One of the most unnoticed issues of technical analysis in Forex market is the ability to understand the principal philosophies of the Dow Theory. Dow Theory remains the main collection of editorials created by Charles Dow in early 1900’s and is still considered the foundation of technical analysis.
The Dow Theory is mostly used by stock market traders, but this can help beginner traders to understand the essence of market and help them to identify market trends, accordingly giving them an opportunity to enter into more profitable trades.
One of the most well-known theories of Dow is his belief that there are three principle types of trends:
1. The Primary trend
2. The Secondary trend
3. The Minor Trend
The primary trend of Dow Theory is a long term trend that is mostly used by beginner Forex traders. This trend can last for years. Actually, before starting the trades, all Forex traders should figure out the main direction of the currency pair moving. The secondary trend is the movement in the opposed way of the primary trend, which may last from several weeks to several months. At last, the minor trend of Dow Theory is quite the same as it sounds to be. This trend is principally the one what beginners want to use.
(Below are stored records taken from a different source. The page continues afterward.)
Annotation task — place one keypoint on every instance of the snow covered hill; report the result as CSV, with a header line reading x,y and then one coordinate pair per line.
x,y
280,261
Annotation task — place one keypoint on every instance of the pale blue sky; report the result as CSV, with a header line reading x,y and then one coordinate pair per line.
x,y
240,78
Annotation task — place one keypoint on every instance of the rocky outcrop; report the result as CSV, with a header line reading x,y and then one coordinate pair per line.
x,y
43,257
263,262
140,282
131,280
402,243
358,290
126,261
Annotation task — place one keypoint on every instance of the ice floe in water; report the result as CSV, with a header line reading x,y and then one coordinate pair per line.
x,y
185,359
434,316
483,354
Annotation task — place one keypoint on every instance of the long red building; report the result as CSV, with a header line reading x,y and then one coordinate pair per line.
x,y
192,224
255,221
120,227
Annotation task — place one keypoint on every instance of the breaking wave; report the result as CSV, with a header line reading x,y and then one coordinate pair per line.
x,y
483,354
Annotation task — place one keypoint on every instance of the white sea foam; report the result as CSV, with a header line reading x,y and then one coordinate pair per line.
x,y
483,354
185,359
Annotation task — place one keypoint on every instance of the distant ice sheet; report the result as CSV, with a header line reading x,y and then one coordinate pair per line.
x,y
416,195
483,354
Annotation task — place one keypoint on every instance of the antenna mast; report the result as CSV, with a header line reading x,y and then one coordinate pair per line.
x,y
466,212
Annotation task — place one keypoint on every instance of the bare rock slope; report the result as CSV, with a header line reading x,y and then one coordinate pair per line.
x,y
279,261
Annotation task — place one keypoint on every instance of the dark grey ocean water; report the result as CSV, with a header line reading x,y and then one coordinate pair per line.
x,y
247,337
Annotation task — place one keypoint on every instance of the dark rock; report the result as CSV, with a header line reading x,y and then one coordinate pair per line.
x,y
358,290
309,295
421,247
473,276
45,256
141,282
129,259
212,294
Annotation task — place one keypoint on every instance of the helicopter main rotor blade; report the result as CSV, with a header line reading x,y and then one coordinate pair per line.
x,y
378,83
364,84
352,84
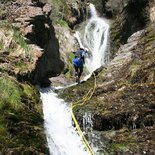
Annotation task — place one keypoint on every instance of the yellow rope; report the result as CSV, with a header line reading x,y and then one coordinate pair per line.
x,y
80,103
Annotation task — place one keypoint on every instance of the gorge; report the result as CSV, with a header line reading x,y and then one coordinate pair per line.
x,y
37,38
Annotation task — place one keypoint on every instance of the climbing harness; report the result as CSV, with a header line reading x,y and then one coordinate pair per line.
x,y
80,103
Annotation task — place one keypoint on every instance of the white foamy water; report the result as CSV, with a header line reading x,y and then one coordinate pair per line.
x,y
96,39
61,135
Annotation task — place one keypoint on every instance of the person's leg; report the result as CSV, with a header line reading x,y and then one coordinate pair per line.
x,y
80,72
76,70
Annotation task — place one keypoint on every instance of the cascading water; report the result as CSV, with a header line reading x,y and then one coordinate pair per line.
x,y
61,135
96,39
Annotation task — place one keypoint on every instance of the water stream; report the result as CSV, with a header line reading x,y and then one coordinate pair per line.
x,y
62,137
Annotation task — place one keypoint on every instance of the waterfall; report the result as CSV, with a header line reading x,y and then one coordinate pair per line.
x,y
96,39
62,137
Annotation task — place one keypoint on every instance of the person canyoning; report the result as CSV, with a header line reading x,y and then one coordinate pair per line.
x,y
78,62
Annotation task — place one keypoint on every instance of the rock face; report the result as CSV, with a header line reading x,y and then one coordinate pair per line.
x,y
122,106
32,17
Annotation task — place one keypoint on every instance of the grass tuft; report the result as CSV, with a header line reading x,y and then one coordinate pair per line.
x,y
9,94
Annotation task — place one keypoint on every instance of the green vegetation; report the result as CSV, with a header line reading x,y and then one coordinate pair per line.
x,y
60,11
10,93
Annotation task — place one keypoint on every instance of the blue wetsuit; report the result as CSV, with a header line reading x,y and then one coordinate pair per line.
x,y
78,65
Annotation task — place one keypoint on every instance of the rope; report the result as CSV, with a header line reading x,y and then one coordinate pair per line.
x,y
80,103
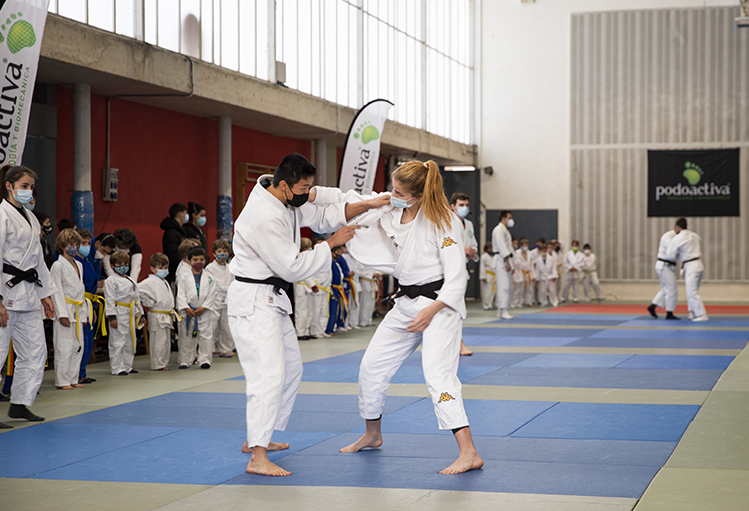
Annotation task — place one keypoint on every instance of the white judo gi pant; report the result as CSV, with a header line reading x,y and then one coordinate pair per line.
x,y
590,280
223,342
504,287
303,304
159,343
488,293
201,346
572,279
547,292
320,312
68,353
667,296
121,353
390,347
272,363
27,330
693,271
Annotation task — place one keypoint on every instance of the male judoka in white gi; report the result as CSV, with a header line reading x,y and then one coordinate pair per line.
x,y
420,242
666,271
73,310
687,246
25,288
125,315
502,243
266,260
156,294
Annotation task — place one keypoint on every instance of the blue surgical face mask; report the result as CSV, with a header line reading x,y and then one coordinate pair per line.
x,y
23,196
400,203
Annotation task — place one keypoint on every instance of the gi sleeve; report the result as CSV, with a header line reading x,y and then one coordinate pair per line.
x,y
452,256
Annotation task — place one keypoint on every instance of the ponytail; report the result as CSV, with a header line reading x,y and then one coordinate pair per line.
x,y
423,180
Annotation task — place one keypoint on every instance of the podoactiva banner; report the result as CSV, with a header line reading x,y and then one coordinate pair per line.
x,y
693,183
21,30
362,150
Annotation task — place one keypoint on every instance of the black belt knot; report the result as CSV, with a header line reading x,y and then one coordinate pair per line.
x,y
277,283
429,290
19,276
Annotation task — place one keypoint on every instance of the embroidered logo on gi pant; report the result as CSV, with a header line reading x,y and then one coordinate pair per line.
x,y
447,242
445,397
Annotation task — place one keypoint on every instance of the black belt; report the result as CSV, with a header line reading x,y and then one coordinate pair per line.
x,y
428,290
19,276
277,283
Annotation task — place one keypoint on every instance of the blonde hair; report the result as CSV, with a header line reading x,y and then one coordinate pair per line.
x,y
424,181
66,238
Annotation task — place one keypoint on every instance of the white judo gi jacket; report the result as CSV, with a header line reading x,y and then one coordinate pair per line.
x,y
20,247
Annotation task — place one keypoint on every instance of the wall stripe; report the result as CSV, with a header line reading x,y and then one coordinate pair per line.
x,y
655,79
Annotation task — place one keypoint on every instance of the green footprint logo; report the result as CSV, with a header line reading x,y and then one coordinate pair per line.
x,y
20,35
692,172
367,132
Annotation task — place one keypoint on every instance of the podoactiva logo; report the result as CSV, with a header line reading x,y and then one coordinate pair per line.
x,y
693,183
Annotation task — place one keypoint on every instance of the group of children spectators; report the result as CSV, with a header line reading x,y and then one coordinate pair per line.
x,y
542,275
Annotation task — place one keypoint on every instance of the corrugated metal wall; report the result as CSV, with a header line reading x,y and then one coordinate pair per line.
x,y
660,79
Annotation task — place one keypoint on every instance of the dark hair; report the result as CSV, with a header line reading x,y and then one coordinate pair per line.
x,y
125,237
454,198
66,223
292,169
175,208
41,216
195,251
12,173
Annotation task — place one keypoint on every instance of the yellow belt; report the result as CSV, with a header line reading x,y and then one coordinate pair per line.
x,y
78,326
101,321
130,305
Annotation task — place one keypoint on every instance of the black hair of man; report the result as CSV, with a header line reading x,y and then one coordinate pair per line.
x,y
194,252
65,223
454,198
292,169
176,209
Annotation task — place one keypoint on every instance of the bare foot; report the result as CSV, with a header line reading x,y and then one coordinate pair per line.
x,y
464,351
368,439
464,463
273,446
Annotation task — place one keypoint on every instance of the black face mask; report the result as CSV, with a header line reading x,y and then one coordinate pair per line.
x,y
297,200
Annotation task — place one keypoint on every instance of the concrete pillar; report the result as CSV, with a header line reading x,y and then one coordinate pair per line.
x,y
224,208
82,202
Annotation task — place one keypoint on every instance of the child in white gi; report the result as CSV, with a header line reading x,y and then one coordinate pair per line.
x,y
196,295
590,273
487,276
546,266
573,262
321,304
125,314
304,291
522,279
223,342
156,294
73,310
420,241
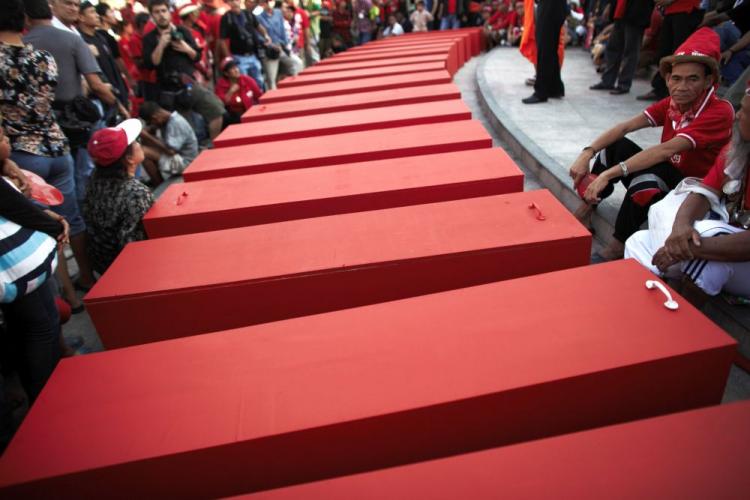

How do you define a trend?
If you are using Dow Theory, the trend that is rising is nothing more than a series of rallies in which the previous rally is lower than the current one. On the other side, a trend that is falling is nothing more than a series of sell-offs in which the previous sell-off is higher than the current one.
If you want to deal with Forex investment, you should be able to understand that a trend is long-term, and until it is proven that the trend is moving in the other direction, there is no need for you to follow the trend.
You should also realize that the secondary trends can help you to make a good profit. If you see that the primary trend is rising, you can already assume that the secondary trend could be a series of rallies and sell-offs.